Des gouttes n'arrêtaient pas de tomber à un rythme quasi-mécanique dans la flaque empuantie au fond de la cellule. Les tintements de ces dernières empêchaient même Sipan de dormaillait la nuit. Il fallait peut-être mieux rester éveillé pour éviter de se retrouver dévoré par les rats. Le plus grand d'entre eux revint avec ses congénères à côté de la flaque, feignant de s'y désaltérer. En réalité, il voulait confirmer que l'ancien commissaire dormait bien.
Il se gratta férocement le museau de ses doigts roses. Un rictus quasi-humain dévoila des dents jaunes.
Sipan avait déjà tué une bonne dizaine de rats depuis qu'il était au cachot, mais celui-ci, le plus grand d'entre eux, était insaisissable. Ces compagnons avaient beau mourir, il en dénichait constamment de nouveaux. Ayant assez de se faire narguer par ces bêtes, l'ancien commissaire simulait le sommeil pour les attirer. Malin comme il était, le gros rat resta prudent et ne s'approcha pas immédiatement. Depuis une semaine, les deux camps se traquaient dans une chasse à mort et Sipan savait qu'ils arrivaient à la fin de leur affrontement. Il était beaucoup trop épuisé pour survivre une nuit de plus. Aujourd'hui, l'un des deux allait y laisser la vie. "Je jure par les anges sacrés de te tuer, s'engagea-t-il, sinon, que je sois maudit, que mon âme ne trouve jamais la paix". Le gros rongeur envoya ses congénères pour tâter le terrain. "Merde" pensa Sipan, s'il s'attaquait à ces rats, il n'attrapera jamais l'autre qui se rendra compte du simulacre de sommeil. Il se promit de se laisser dévorer quelques doigts ou orteils par ces bêtes pour dissiper la méfiance du plus grand. Ceux-ci s'arrêtèrent net et tendirent leurs oreilles aiguisées. Alors que Sipan essayait de déchiffrer leurs attitudes, il entendit des bruits de pas dans les couloirs. Trois personnes s'arrêtèrent devant sa cellule et firent cliqueter de grosses clefs métalliques. Une fois la porte déverrouillée, elle s'ouvrit dans un crissement grave.
«— Mir Welat, voici la cellule de l'ancien commissaire Sipan.
Ce dernier sortit de son lit pour accueillir ses invités. Il essaya de distinguer les visages éclairés par la faible lueur des torches.
— J'aurais voulu vous offrir une meilleure hospitalité dans ma modeste cellule, mais je crains de ne pas être équipé pour l'occasion.

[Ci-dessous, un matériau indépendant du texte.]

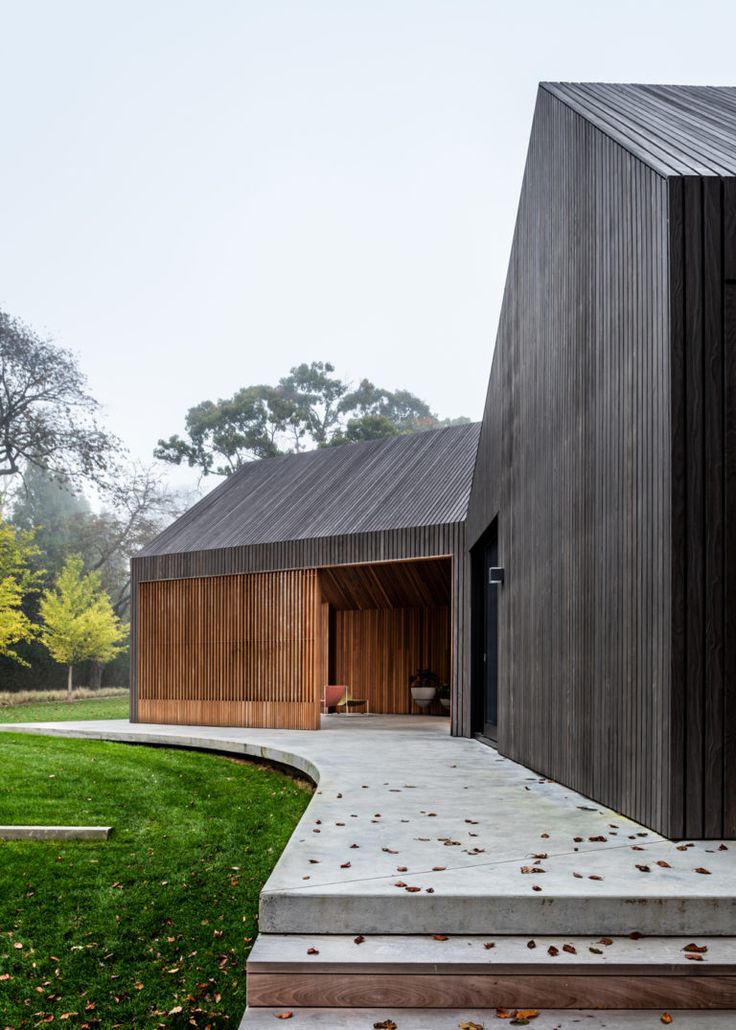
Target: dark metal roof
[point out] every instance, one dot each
(422, 479)
(676, 130)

— Es-tu le commissaire Sipan ? demanda Welat laconique.
— La bienséance exige de se présenter avant de solliciter l'identité de l'autre partie, es-tu un chien de Zinar ou de Kendal? le Geôlier sortit sa matraque en hurlant.
— Impudent, tu as un Mir en face de toi, respecte-le ! Welat l'arrêta d'un signe de la main.
— Range ton arme. J'avais fait parvenir un messager hier dans la nuit pour le transférer dans la chambre des gardes en attendant mon arrivée ce matin. Pourquoi est-il toujours dans ce trou ?
— J'ai voulu faire confirmer vos ordres par le capitaine Zinar ce mat...
— C'est moi qui suis le supérieur de Zinar, s'énerva Welat, et pas l'inverse, il n'a pas à confirmer mes ordres. Va t'en maintenant, laisse nous seuls.
— Un Mir ? Marmonna Sipan, j'avais bien entendu alors. Êtes-vous un Mir de la dynastie ? Non, que ferait un Mir de la dynastie ici, vous devez être un sang bleu.
— Non, je ne suis pas de l'ancienne noblesse.
— Père Erdelan nous a dit que vous étiez en cachot depuis une semaine, intervient Heval, à votre emmurement la nouvelle de l'investiture de Mir Welat devait pourtant déjà être parvenue à Avashine.
— Vous êtes vraiment un Mir de la dynastie alors... mais je n'étais au courant de rien, faut croire que le conseil communal n'a sûrement pas voulu propager l'information.
VOUS LISEZ
Call of the throne
FantasíaC'est l'histoire d'une dynastie au bord de l'effondrement, celle des membres de la famille royale qui s'entredévorent pour les miettes de pouvoir. C'est l'histoire de Welat, un bâtard royal qui, au milieu du chaos essaye de se faire une place et de...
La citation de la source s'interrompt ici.